Our project introduces a groundbreaking approach by incorporating the "DenseUnet" model. This advanced deep-learning design is carefully crafted to analyze brain images, accurately identifying cancerous cells with an unprecedented level of precision, revolutionizing early diagnosis. The model meticulously separates cancerous cells from brain images, achieving an exceptional accuracy rate of 99.98%. The innovation lies in its optimized runtime, outperforming existing solutions in terms of both speed and efficiency. To enhance user interaction, we deploy the model on the web using Streamlit, ensuring a smooth and user-friendly experience.

Dataset Description

The dataset used in this work is from fig share brain tumor segmentation. It consists 3064 T1-weighted contrast-enhanced images with three kinds of brain tumors. The images are collected from 233 subjects. The dataset contains coronal, sagittal, and axial views. The images are available as .mat files and the size of each image is 512x512. These images were split into training, test set and validation in the ratio of 65:15:20. Therefore, the model was trained on 2083 images and validated on 521 images

Speciality/Uniqueness

  1. Accuracy: The "DenseUnet" model exhibits an exceptional accuracy rate in identifying brain tumors, providing reliable results for medical professionals and researchers.
  2. Optimized Time: Our solution prioritizes delivering results within an optimized timeframe, surpassing current alternatives in efficiency.
  3. Streamlit Interface: We have seamlessly integrated our model into a user-friendly Streamlit interface, enabling users to input MRI images and receive predictions about the presence and location of brain tumors.

TechStack:

  • TensorFlow
  • Keras
  • Streamlit
  • Python

Getting Started

Prerequisites

  • Ensure Python is installed on your system.
  • Download the project zip file.

Installation

  1. Extract the downloaded zip file.

  2. Open a terminal in the project directory.

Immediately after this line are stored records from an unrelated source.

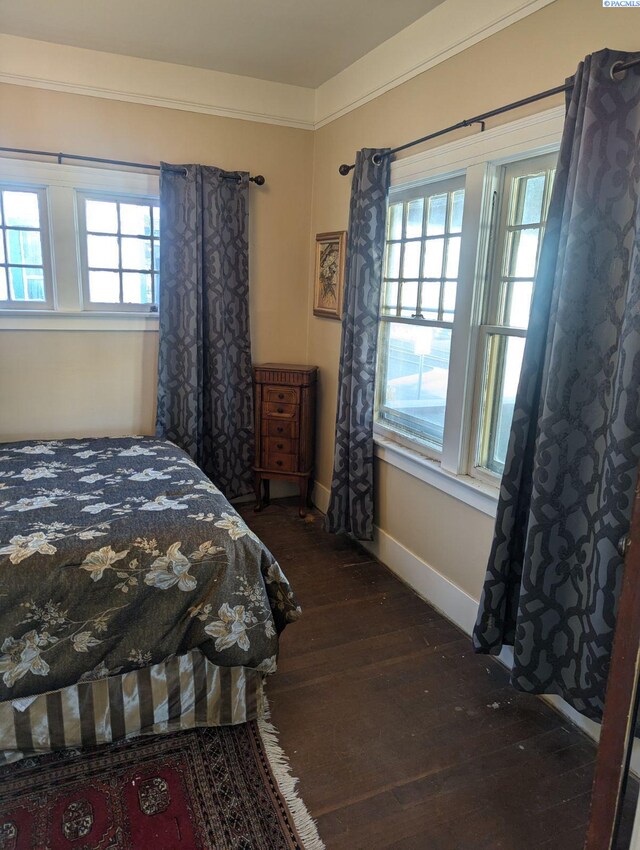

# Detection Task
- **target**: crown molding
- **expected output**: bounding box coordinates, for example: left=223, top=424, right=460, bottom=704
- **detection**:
left=0, top=34, right=314, bottom=130
left=315, top=0, right=556, bottom=129
left=0, top=0, right=555, bottom=130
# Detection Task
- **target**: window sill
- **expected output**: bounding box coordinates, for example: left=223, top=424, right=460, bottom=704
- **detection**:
left=0, top=310, right=159, bottom=333
left=374, top=434, right=498, bottom=517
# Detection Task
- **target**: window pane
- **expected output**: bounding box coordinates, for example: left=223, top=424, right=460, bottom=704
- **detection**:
left=445, top=236, right=460, bottom=278
left=427, top=195, right=447, bottom=236
left=9, top=267, right=45, bottom=301
left=122, top=237, right=151, bottom=269
left=480, top=334, right=525, bottom=475
left=449, top=189, right=464, bottom=233
left=388, top=204, right=402, bottom=239
left=89, top=272, right=120, bottom=304
left=380, top=322, right=451, bottom=447
left=6, top=230, right=42, bottom=266
left=422, top=239, right=444, bottom=277
left=509, top=227, right=540, bottom=277
left=120, top=204, right=151, bottom=236
left=387, top=242, right=400, bottom=277
left=405, top=198, right=424, bottom=239
left=87, top=236, right=119, bottom=269
left=122, top=272, right=153, bottom=304
left=402, top=242, right=421, bottom=278
left=421, top=280, right=442, bottom=320
left=381, top=280, right=398, bottom=316
left=400, top=281, right=418, bottom=319
left=85, top=200, right=118, bottom=233
left=502, top=280, right=533, bottom=328
left=442, top=280, right=458, bottom=322
left=2, top=191, right=40, bottom=227
left=516, top=174, right=545, bottom=224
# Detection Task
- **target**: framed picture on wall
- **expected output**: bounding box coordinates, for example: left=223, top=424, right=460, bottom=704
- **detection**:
left=313, top=230, right=347, bottom=319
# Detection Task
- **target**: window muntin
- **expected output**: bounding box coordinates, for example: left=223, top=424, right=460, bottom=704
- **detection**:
left=79, top=194, right=160, bottom=311
left=475, top=154, right=557, bottom=476
left=0, top=184, right=51, bottom=309
left=377, top=178, right=464, bottom=452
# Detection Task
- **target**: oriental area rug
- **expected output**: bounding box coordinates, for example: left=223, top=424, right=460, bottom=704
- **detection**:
left=0, top=720, right=324, bottom=850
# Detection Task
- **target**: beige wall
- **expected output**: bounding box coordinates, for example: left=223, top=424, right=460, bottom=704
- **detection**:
left=308, top=0, right=640, bottom=598
left=0, top=85, right=313, bottom=441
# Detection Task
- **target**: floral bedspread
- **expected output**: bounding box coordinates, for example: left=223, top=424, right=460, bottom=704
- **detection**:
left=0, top=437, right=300, bottom=701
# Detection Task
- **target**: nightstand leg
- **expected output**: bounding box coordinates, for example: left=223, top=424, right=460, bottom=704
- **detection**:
left=253, top=472, right=262, bottom=512
left=299, top=478, right=309, bottom=519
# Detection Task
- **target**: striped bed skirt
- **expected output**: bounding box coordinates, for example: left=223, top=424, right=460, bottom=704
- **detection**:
left=0, top=649, right=263, bottom=764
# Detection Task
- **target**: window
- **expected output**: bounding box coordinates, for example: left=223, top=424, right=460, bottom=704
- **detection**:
left=378, top=179, right=464, bottom=448
left=78, top=195, right=160, bottom=310
left=476, top=156, right=555, bottom=475
left=0, top=157, right=160, bottom=322
left=374, top=110, right=562, bottom=500
left=0, top=185, right=51, bottom=309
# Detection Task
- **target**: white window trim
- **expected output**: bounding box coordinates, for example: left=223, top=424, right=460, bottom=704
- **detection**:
left=0, top=179, right=54, bottom=313
left=374, top=107, right=564, bottom=516
left=0, top=157, right=159, bottom=331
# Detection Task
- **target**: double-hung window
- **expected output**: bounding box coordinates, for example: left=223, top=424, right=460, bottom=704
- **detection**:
left=0, top=184, right=51, bottom=309
left=0, top=159, right=160, bottom=328
left=475, top=156, right=556, bottom=475
left=78, top=194, right=160, bottom=310
left=378, top=178, right=464, bottom=449
left=375, top=111, right=562, bottom=504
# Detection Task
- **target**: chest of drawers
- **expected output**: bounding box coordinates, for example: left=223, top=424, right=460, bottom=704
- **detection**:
left=253, top=363, right=318, bottom=516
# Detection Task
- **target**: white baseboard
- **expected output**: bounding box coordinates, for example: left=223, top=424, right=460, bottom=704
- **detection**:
left=311, top=481, right=331, bottom=514
left=313, top=481, right=640, bottom=776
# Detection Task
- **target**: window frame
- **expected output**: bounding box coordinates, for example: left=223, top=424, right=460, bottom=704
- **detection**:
left=374, top=172, right=465, bottom=459
left=0, top=177, right=55, bottom=314
left=0, top=157, right=160, bottom=332
left=469, top=150, right=557, bottom=488
left=374, top=102, right=564, bottom=506
left=75, top=189, right=160, bottom=314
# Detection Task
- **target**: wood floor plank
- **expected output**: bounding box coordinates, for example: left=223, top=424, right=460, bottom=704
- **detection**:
left=242, top=501, right=637, bottom=850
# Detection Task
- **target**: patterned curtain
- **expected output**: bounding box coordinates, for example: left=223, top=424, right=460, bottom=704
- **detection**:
left=326, top=148, right=391, bottom=540
left=474, top=50, right=640, bottom=720
left=156, top=163, right=254, bottom=498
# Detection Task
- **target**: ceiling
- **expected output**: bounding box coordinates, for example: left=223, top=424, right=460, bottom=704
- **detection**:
left=0, top=0, right=443, bottom=88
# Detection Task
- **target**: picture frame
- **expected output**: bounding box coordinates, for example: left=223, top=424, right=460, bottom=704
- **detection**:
left=313, top=230, right=347, bottom=320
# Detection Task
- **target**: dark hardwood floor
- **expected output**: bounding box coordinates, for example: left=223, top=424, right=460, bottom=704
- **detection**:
left=242, top=501, right=636, bottom=850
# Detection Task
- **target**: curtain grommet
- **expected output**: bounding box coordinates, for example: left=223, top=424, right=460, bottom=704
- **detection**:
left=609, top=61, right=627, bottom=82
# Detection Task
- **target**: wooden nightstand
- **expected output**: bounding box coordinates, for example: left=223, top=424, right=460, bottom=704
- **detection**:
left=253, top=363, right=318, bottom=516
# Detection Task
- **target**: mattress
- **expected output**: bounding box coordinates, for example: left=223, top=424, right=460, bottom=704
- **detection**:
left=0, top=437, right=300, bottom=706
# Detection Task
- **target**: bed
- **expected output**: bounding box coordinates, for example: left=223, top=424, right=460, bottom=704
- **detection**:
left=0, top=437, right=300, bottom=762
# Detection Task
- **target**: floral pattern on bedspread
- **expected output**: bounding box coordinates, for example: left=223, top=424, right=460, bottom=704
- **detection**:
left=0, top=437, right=300, bottom=701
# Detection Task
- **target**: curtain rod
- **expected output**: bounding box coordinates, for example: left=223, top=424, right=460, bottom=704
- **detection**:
left=338, top=54, right=640, bottom=177
left=0, top=147, right=265, bottom=186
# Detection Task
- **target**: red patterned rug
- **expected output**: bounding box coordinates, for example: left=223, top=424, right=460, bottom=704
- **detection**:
left=0, top=722, right=324, bottom=850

  3. Run the following command to install the required dependencies:

    pip install -r requirements.txt
    

Running Locally

  1. After installing the dependencies, run the following command:

    streamlit run app.py
  2. Open your web browser and go to the provided local URL to access the Streamlit interface.

Feel free to explore the functionalities of our AI-driven cancer detection solution!